Clinton Proposes Spending More On Forest Plan Budget Blueprint Gives 23% Increase To Nw Forests, Restores Spending To Fish And Wildlife

Associated Press

President Clinton on Tuesday proposed spending nearly $400 million on his Northwest forest plan next year, a 23 percent increase over the level Congress approved this year.

The president’s budget blueprint for the next fiscal year restores spending cuts the Republican-led Congress made this year at the Forest Service, National Park Service and Fish and Wildlife Service.

Clinton proposed about $5.9 billion for cleanup of nuclear waste at Energy Department sites nationwide, a cut of about 2 percent from this year.

DOE spending at the Hanford Nuclear Reservation would fall about 4 percent to $1.297 billion next year, said Rep. Doc Hastings, R-Wash.

Clinton’s spending plan also calls for $111 million to continue work on a controversial plan to demolish two dams on the Elwha River and restore salmon runs on the Olympic Peninsula.

Sen. Patty Murray, D-Wash., supports that plan; Sen. Slade Gorton, R-Wash., opposes it.

“He is proposing that we sacrifice Hanford jobs in the Tri-Cities but spend millions and millions of dollars to tear down dams on the peninsula,” Gorton said Wednesday.

In 1995, the Pacific Northwest received more than $350 million in grants, loans and other economic assistance tied to Clinton’s forest plan. Congress cut that back to $318 million for the current fiscal year, which ends September 30.

Clinton proposed a boost to $391 million for fiscal 1997, beginning Oct. 1.

The sum includes $16 million for the president’s “Jobs in the Woods” program, which he anticipates would put 400 jobless timber workers to work restoring streams, maintaining roads and making other forest improvements. The $6 million Congress approved for the program this year created 194 jobs and the $10 million approved in 1995 created 300 jobs, Clinton said.

A special entry in a supplemental report the White House issued with Clinton’s budget trumpeted the success to date of his Northwest forest plan:

“The administration has begun refilling the timber pipeline with hundreds of millions of board feet of timber for the first time in years; restored thousands of acres of key habitat and watersheds while providing short-term employment opportunities for displaced timber workers, spurred small business through grants and job training and strengthened local economies.”

The proposed $1.3 billion operating budget for the Forest Service, a 3 percent increase over the current year, calls for 4.2 billion board feet of timber to be sold on national forests nationwide next year.

That compares with 4.5 billion board feet this year and 4 billion board feet in 1995.
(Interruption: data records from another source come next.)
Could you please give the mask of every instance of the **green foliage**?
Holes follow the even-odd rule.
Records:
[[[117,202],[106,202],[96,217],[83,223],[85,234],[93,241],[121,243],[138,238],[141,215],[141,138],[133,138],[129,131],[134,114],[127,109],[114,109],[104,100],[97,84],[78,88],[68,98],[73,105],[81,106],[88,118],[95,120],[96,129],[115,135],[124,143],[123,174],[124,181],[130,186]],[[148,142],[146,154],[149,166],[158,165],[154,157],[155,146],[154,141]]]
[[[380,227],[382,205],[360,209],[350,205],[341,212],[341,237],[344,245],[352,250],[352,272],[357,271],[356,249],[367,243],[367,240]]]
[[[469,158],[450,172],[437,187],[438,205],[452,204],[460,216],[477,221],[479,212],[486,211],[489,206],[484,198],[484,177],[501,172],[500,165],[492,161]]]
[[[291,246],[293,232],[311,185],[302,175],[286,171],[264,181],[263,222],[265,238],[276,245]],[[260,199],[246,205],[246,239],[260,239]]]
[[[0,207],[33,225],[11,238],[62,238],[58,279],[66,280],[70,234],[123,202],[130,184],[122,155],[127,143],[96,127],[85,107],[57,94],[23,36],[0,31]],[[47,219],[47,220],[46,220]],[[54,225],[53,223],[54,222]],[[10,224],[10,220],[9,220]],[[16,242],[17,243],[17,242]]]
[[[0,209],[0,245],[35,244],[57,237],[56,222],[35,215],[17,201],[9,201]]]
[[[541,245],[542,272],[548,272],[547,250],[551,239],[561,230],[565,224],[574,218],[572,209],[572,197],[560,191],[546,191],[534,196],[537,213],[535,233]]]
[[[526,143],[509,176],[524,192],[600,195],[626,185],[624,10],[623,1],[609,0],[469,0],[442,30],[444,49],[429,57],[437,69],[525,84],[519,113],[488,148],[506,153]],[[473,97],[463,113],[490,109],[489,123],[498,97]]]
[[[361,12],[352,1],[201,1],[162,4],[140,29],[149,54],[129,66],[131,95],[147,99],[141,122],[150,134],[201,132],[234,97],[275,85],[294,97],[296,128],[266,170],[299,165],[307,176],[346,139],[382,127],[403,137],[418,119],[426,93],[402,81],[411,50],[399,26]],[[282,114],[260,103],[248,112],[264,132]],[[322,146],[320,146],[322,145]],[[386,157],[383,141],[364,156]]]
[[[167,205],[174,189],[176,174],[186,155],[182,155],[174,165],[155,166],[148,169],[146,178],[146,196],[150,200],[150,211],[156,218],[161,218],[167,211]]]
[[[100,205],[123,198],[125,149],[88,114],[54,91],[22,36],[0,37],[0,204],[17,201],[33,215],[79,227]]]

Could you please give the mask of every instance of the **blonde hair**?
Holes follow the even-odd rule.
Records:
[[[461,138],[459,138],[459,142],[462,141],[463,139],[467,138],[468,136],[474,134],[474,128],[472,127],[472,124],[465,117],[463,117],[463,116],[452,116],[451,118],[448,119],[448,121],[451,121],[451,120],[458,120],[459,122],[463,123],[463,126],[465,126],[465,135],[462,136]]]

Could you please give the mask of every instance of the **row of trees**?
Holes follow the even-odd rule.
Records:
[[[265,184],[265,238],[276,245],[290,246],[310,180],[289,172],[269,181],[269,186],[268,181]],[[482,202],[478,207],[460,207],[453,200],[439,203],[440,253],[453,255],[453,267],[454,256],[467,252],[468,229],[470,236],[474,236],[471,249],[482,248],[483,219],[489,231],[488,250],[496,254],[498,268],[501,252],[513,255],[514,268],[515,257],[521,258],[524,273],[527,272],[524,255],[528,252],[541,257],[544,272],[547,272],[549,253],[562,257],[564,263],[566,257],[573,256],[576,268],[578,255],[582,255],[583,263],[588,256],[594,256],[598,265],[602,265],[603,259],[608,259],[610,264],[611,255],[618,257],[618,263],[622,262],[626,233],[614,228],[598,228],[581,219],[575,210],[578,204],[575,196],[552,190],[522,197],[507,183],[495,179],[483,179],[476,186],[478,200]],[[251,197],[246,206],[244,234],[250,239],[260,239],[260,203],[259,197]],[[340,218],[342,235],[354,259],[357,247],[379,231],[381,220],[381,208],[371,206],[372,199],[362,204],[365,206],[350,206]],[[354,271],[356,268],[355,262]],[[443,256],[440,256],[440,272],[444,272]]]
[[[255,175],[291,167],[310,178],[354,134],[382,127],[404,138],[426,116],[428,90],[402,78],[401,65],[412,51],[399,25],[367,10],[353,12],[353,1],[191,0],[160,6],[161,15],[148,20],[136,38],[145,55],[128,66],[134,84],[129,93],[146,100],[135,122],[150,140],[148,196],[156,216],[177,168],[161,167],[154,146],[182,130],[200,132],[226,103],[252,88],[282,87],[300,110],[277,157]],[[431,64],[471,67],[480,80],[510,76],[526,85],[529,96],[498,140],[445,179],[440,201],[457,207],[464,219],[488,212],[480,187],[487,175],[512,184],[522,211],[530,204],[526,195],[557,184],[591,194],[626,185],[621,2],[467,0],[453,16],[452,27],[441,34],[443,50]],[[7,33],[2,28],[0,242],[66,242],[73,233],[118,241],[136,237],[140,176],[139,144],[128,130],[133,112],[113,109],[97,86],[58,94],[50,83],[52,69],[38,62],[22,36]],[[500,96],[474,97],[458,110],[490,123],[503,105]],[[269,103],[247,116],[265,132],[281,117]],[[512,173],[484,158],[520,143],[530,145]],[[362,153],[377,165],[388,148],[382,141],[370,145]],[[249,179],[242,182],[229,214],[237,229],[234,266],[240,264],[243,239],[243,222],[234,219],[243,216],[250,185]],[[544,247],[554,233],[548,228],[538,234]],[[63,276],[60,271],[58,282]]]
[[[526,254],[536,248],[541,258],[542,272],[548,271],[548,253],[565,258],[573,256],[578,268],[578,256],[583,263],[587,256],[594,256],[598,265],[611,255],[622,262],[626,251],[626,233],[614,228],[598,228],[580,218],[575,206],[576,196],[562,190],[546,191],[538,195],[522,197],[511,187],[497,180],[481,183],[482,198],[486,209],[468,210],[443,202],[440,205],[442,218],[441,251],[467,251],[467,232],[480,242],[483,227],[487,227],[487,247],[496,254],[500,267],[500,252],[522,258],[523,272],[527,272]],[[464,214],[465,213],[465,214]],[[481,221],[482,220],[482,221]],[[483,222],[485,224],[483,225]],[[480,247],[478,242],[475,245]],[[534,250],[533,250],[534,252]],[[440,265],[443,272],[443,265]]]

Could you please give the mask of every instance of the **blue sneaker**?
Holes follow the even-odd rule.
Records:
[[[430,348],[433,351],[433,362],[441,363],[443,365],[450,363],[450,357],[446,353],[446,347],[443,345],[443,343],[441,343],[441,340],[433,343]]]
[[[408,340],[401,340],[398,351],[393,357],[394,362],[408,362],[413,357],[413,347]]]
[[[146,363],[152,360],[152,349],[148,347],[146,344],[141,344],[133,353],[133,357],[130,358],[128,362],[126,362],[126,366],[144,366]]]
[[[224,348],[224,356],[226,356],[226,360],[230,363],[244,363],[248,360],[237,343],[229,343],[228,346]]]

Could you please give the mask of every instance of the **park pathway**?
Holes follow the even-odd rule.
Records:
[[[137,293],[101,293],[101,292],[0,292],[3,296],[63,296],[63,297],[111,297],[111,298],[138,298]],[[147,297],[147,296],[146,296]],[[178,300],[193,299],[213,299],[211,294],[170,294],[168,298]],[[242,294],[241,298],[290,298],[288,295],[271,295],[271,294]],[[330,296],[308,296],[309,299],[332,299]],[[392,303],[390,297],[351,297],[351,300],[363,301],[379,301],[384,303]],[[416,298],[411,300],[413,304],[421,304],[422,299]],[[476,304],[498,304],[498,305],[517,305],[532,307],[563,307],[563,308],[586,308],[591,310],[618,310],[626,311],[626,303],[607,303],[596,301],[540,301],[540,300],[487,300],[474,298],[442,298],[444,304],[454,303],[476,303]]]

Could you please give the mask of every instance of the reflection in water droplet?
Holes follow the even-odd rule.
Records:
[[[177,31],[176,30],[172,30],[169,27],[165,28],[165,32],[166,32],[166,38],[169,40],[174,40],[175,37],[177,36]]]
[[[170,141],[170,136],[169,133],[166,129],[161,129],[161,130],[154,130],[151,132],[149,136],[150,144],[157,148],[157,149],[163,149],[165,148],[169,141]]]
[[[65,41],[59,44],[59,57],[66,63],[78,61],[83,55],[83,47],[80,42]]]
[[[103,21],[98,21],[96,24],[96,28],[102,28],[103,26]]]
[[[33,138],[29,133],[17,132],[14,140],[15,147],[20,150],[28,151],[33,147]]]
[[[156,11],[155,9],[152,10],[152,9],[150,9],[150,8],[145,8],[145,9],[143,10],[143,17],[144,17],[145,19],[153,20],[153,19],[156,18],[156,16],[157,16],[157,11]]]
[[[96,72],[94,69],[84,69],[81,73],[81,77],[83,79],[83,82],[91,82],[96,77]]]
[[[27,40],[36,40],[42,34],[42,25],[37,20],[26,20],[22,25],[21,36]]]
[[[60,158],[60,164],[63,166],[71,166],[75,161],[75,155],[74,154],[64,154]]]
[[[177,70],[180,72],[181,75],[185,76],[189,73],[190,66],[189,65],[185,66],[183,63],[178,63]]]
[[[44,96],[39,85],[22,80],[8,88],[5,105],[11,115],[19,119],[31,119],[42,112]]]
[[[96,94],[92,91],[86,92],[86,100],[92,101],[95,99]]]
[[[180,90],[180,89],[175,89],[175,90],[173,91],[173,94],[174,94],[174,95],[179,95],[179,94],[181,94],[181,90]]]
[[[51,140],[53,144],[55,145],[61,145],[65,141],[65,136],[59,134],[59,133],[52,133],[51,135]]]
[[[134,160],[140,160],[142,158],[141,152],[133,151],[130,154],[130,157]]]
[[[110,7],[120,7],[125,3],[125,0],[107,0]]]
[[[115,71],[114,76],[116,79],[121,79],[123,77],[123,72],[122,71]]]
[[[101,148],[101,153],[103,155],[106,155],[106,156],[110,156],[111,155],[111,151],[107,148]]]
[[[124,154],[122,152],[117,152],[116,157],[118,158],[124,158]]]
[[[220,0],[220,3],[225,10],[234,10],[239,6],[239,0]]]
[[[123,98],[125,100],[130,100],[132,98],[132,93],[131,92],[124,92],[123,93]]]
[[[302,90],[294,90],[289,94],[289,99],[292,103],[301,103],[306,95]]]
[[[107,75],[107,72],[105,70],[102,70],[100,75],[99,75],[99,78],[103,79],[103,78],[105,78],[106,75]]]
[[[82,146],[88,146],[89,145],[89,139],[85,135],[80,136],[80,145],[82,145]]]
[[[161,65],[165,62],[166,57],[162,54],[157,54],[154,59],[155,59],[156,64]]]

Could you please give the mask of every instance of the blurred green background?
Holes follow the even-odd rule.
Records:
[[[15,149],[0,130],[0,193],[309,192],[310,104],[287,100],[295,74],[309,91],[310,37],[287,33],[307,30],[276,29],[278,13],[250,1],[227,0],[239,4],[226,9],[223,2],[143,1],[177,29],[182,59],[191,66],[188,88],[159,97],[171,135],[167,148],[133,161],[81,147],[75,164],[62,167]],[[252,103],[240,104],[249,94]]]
The operating budget for the Bureau of Land Management would be increased 4 percent to $685 million and the one for Fish and Wildlife Service increased 8 percent to $540 million.

Clinton proposed $1.2 billion be spent on the operation of national parks, a 1 percent increase from the level Congress approved this year.

His proposal for the National Marine Fisheries Service includes a 9 percent increase, to a proposed $306 million, to manage fisheries and protect endangered species.

That includes $10 million to rebuild Northwest salmon populations, the same level as this year and up from $6 million in 1995.